So far everything went well, but factors outside of my control start to turn things sour. It's not an issue pertaining to my individual role, just general developments in our particular part of the company.
I'm thinking about seeing what else is there. Before I go into disappointment, what is the market like when you are 45 or older?
If you've got 25 years specialised in some crackpot internal system that noone else cares about you may have a bad time. If you can obviously add value to whatever the company is currently worried about, it'll be fine.
There's some risk you'll be grilled on optimal hashtable design by a raw graduate who doesn't know the right answers. Some places expect you to write code using unfamiliar tooling while someone watches over your shoulder. There's a lot of nonsense in programming interviews. That's not very age dependent though, except in that you might remember a less absurd approach from last time around.

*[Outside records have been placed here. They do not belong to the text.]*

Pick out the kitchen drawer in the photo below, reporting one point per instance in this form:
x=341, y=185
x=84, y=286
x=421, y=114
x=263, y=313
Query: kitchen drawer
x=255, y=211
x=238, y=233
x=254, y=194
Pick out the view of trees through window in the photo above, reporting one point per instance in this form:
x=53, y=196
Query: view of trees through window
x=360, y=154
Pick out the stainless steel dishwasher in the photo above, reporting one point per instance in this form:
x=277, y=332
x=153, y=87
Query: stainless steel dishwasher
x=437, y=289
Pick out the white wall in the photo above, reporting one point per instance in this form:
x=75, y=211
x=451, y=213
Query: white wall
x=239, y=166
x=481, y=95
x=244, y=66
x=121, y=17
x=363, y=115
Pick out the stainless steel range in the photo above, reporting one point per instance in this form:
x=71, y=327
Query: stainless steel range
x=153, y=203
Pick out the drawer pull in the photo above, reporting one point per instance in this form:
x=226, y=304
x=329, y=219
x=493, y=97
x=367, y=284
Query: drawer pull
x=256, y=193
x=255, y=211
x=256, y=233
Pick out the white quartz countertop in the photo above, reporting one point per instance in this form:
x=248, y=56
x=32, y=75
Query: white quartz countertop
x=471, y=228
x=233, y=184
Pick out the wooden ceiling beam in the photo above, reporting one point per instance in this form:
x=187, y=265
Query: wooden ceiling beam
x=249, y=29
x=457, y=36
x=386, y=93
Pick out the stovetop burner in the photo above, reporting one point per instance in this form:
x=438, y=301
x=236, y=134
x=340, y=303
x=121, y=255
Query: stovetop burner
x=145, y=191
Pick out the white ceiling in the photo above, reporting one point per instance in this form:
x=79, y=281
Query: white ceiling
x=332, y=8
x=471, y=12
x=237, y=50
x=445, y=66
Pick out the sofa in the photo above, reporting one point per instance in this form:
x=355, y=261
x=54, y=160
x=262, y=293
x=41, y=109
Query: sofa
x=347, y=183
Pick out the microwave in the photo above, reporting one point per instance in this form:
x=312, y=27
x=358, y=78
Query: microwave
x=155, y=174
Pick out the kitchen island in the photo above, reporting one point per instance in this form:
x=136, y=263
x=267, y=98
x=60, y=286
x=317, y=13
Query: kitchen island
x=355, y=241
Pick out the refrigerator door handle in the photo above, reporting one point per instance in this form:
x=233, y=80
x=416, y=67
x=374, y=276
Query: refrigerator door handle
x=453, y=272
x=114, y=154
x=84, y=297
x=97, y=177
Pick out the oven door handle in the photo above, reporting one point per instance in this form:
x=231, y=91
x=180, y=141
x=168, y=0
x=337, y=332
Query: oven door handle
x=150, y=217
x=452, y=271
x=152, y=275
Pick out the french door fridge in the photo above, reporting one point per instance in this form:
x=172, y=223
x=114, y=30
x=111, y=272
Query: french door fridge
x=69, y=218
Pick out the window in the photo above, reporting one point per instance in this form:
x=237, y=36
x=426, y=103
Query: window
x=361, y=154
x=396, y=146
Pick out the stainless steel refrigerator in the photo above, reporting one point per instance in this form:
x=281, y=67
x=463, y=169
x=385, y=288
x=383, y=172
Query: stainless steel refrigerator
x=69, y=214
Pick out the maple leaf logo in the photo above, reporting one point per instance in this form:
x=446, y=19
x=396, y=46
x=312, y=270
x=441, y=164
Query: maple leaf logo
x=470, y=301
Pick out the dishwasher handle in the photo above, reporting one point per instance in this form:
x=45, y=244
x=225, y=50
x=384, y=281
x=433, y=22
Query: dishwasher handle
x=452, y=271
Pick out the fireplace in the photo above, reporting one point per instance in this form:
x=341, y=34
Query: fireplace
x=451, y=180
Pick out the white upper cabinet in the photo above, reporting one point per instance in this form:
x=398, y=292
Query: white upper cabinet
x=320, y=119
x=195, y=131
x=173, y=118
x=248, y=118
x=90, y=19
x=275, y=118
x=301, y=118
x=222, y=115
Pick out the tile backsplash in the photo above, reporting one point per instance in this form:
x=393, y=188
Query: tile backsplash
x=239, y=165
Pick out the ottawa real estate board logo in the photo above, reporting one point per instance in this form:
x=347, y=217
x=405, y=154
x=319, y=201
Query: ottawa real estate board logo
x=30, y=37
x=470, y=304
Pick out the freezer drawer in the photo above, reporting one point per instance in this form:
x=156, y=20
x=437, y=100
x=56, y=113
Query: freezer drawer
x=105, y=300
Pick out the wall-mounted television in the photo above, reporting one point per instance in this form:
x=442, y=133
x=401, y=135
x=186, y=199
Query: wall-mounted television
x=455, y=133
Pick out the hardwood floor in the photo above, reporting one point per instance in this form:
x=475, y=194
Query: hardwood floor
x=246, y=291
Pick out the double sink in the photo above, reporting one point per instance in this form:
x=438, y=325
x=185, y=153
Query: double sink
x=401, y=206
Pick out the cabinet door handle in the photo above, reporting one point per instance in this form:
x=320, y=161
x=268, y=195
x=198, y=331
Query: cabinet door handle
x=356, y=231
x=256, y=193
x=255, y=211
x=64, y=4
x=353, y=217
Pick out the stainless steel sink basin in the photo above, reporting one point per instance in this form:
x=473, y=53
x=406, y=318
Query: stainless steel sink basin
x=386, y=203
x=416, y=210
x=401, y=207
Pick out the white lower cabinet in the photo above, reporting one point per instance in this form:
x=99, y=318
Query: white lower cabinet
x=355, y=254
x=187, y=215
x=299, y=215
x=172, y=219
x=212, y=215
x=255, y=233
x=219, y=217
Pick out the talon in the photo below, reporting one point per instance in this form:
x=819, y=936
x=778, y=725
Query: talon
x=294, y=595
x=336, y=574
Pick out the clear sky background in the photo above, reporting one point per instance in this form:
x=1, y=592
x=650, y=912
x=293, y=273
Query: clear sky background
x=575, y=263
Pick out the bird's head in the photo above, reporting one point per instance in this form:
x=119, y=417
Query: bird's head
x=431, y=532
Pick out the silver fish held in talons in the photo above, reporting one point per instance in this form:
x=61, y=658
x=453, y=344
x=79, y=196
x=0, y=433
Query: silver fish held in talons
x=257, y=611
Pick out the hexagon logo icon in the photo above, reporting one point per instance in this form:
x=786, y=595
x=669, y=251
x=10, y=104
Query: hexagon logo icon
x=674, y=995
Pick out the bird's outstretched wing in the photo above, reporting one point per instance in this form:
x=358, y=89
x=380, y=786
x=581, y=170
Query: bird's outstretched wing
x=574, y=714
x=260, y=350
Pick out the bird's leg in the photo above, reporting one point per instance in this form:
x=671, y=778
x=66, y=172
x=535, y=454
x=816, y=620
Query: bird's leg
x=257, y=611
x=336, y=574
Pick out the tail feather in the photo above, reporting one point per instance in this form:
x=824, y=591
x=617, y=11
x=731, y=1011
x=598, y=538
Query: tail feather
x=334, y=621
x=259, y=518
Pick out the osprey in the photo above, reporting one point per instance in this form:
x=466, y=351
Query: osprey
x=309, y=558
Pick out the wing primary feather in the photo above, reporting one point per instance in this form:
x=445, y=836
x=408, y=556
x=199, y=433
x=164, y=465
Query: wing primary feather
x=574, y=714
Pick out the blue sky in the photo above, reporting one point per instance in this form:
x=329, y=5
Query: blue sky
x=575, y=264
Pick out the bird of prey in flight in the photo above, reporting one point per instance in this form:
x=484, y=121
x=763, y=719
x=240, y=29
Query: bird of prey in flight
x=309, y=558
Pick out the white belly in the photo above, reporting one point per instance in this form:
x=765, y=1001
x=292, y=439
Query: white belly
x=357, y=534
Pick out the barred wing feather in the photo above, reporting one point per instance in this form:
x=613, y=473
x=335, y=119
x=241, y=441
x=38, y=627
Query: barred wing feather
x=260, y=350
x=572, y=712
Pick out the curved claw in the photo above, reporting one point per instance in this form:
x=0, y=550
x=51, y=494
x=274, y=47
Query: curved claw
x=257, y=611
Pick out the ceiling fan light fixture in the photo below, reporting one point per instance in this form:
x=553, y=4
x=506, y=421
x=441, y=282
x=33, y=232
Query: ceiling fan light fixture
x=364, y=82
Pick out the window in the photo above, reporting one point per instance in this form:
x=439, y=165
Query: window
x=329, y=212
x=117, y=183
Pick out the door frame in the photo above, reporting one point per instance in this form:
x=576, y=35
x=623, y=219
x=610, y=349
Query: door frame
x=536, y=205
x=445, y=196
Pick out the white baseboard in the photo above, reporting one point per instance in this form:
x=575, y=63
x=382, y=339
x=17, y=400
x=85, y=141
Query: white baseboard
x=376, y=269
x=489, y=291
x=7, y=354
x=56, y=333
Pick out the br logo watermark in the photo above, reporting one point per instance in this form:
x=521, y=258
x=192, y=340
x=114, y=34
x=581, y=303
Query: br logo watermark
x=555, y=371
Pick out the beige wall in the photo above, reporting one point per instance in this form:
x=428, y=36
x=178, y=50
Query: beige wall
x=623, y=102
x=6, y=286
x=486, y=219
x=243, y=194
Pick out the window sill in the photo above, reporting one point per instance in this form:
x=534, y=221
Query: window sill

This is of paramount importance.
After 40, which unfortunately for me coincided with the credit crunch, my tech career withered and nearly died. I lived in London and was too old to find work in IT, and I had no more luck across Western Europe, where ageism is endemic and entrenched.
Luckily for me I came across a role in Central Europe, relocated there, and never looked back.
But it very much depends where in the world you are, and the English-speaking world is particularly bad for this in my experience.
In fact if your skills are applicable to the job market you are in much more demand than any 20 something year olds even if they have 5 years of experience with the same technologies
Let's say I'm 45 like you, but I cut my CV to include only the last 13 years (because I like to keep my CV one page only and because what I did 20 years ago is kinda irrelevant by now). On my CV I don't put pictures nor date or birth (this is common in many European countries). So, they interview me: in the video-call they cannot tell if I'm 45 or 35 (I have good genes), so they like me and proceed to send me the contract. They will only notice my age (if any) when they examine my national id or passport. But by then it would be too late for them (besides, they liked me, so I guess my age is irrelevant).
In reality, I'm 37 (but I look like if I'm 27), and I never ever have included my age or date of birth on my CV. I have cut some stuff from my CV that is not relevant to the roles I apply (e.g., graduation dates), and very old roles at the beginning of my career are not included on my CV anymore. So far nobody has ever asked my age.
Took my first fulltime job at 50 in 2020. I took a new job in August 2022 at 52.
I think it is a numbers game. A lot of appplications get denied w/o a single interview. Some I get denied after an interview. Ive bombed the shit out of every leetcode interview Ive taken which luckily isnt that many.
I'd estimate you'd do as good as someone 20 years younger than you provided you are willing and able to learn the newest hotness in your chosen sub-field.
This all being said I have personally seen 0 candidate over the age of 30 in the last 3-4 years of interviewing. Some of this might be how my job selects candidates, but given they selected me, and my boss is similarly aged, I would guess that there's a lot of aging out that happens naturally due to the factors I mentioned.